Tonight, Lord, I met an amazing person. She was kind, sweet, and real. She’s so beautiful God. Thanks for letting me meet her. I can’t stop thinking of her tonight. She reminds me of some people in my past but it’s more to her and I can’t put a finger on it yet. She’s so sincere, caring, and I love that. I sat there all night tonight and listened to her breathe. I always dreamed of a date like that. One where I haven’t met the girl but had a picture and impression in my mind about how she would be. Then I finally meet her and she just is to good to be true. I could tell that it wasn’t an act, it was real. I know I don’t know much about her yet but she seems great. I hope you grant me the chance to get to know her and to be happy. I’m tired of this darkness.

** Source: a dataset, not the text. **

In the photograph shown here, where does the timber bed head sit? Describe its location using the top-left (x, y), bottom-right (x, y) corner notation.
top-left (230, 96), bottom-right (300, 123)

She showed me a different side tonight cause she was sad and it was just awesome to see that. I mean there’s a lot of pressure on a first date to be relaxed and perfect but that took it all away and gave me a comfort I haven’t felt in some while. But I can’t stand to see her sad Lord; That’s why I prayed tonight. I hope you make her feel better. If doing that means I can’t see her again then I’ll understand cause I really want her to be happy. This is the first time I left it up to you to do. All the other times I took it on myself and it all fell to shit. So Lord please help me. Help me make it work.